Wo immer Lucien Favre wirkt, hat er Erfolg. Kern ist seine intensive Arbeit mit jedem einzelnen Spieler – durch persönliches Vorzeigen und systematisches Üben, durch Animieren und Inspirieren, durch Vermitteln von fussballerischem Wissen und Können. Der Trainer als Fussball-Lehrer: eine pädagogische Aufgabe!
Auch Wissen zählt - der Lehrer muss mehr sein als ein Coach, Aargauer Zeitung, 13.2. von Carl Bossard
Wie
anders tönen heutige Stelleninserate für Lehrpersonen. Eine Luzerner
Stadtgemeinde sucht aktuell einen «Coach und Lernbegleiter», der sich
ausdrücklich «nicht als Wissensvermittler» sieht. Hat denn die Schule nicht
auch Grundkenntnisse zu vermitteln?, denkt man sich.
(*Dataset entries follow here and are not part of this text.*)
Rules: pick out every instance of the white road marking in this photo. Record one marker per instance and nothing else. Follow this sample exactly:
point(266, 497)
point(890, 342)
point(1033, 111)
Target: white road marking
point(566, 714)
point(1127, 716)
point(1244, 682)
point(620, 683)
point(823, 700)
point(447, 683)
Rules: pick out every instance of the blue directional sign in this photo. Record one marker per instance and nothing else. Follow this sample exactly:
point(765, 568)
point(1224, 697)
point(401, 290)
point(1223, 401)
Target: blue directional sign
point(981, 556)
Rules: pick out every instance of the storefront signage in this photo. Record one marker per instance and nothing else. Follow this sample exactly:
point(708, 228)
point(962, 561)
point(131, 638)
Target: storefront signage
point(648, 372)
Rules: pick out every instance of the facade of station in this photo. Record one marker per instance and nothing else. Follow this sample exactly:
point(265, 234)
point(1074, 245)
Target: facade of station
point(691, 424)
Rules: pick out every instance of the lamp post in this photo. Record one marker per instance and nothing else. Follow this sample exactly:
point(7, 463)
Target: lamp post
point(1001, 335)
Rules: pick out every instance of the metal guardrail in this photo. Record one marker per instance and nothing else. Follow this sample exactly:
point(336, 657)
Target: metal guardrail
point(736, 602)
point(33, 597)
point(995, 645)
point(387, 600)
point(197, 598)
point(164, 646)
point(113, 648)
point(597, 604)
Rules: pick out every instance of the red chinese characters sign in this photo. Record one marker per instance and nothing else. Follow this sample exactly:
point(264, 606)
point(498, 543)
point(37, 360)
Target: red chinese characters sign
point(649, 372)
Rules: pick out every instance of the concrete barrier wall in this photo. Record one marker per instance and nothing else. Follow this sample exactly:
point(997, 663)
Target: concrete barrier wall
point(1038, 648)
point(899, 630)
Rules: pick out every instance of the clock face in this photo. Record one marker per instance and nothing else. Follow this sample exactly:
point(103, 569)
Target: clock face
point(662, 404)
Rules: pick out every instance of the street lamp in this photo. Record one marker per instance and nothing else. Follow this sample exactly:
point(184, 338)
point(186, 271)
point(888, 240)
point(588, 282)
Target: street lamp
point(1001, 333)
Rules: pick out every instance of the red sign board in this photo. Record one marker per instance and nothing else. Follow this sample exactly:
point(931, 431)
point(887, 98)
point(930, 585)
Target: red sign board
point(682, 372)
Und wenn es kein Wissen
mehr zu vermitteln gibt, können dann Lehrerinnen und Lehrer noch Kompetenzen
entwickeln? Aus einem solchen Stellenbeschrieb spricht ein gefährliches
Desinteresse an Lerninhalten, wie wenn Wissen in der Schule der
Wissensgesellschaft zu vernachlässigen wäre. Dank Digitalisierung ist es ja
jederzeit und überall abrufbar. Doch wer keine historische Ahnung hat, dem
hilft auch Wikipedia nicht. Wie soll man sich ohne Wissen im 20. Jahrhundert,
in diesem «Zeitalter der Extreme», zurechtfinden?
Das
Inserat klingt wie eine Selbst-Aufgabe pädagogischen Lehrens. Wie anders als
über das Üben von Inhalten sollen Kinder denn Lernstrategien und damit
Kompetenzen des Wissenserwebs lernen? Sie lassen sich doch nur anhand von
Kenntnissen erreichen, durch nichts anderes. Das Wissen der Hand geht einher
mit dem Wissen des Kopfes. Darum formulierte Johann Heinrich Pestalozzi seinen
pädagogischen Dreiklang von Kopf-Herz-Hand. Er wusste, dass Schule und
Unterricht diese Trias miteinander entwickeln müssen, nämlich die
Geschicklichkeit der beweglichen Hand zusammen mit dem Scharfsinn im Kopf und
den Gefühlen im Herzen.
Wissen
hat es heute schwer, wenigstens in der Schule. Doch Menschen bilden sich an
Inhalten, an «Stoffen». Der geistige Horizont weitet sich an Aufgaben und
Aspekten der Welt, die zum Objekt der forschenden Neugier und dann – über das
Wissen – des Verstehens werden. Erkenntnis- und damit Bildungsprozesse
entzünden sich an konkreten Wissensbeständen, an Charles Darwins
Evolutionstheorie zum Beispiel oder an Nikolaus Kopernikus’ Weltbild. Man muss
etwas kennen, um etwas Neues zu erkennen.
Nur
in Verbindung mit Inhalten lernen wir, wie man klare Kriterien herausarbeitet,
Strukturen aufbaut, begriffliche Raster findet, präzise Fragen stellt und die
Neugier wie den Zweifel kultiviert. Im Diskurs – denkend, replizierend,
argumentierend – erwerben wir auch jene intellektuellen Fähigkeiten, auf die es
heute zwingend ankommt: kreative Intelligenz, skeptische Kompetenz, logische
Kombination. Das sind unverzichtbare Qualitäten, ohne die man im Datenmeer des
Internets ertrinkt. Alle diese Grössen sind gebunden an das, was man früher
materiale Bildung nannte, also Wissenskontexte. Kompetenz ist eben nicht ohne
Inhalte denkbar.
Damit
Schülerinnen und Schüler zu kreativem und problemlösendem Denken kommen, müssen
sie ein bestimmtes Mass an Faktenwissen erworben haben. Allein zu wissen, wo
etwas steht und wie eine Information abzurufen ist, genügt nicht. Können
braucht systematisch aufgebautes und verstandenes Strukturwissen. Damit Schüler
Informationen weiterverarbeiten können, müssen die Wissenskontexte im Kopf sein
– und nicht nur in digitalen Geräten.
Lucien
Favres Profi-Equipe ist taktisch bestens geschult. Ihr taktisches Denken
basiert auf Wissen. Der Fussball-Lehrer vermittelt es: in intensiven Übungssequenzen.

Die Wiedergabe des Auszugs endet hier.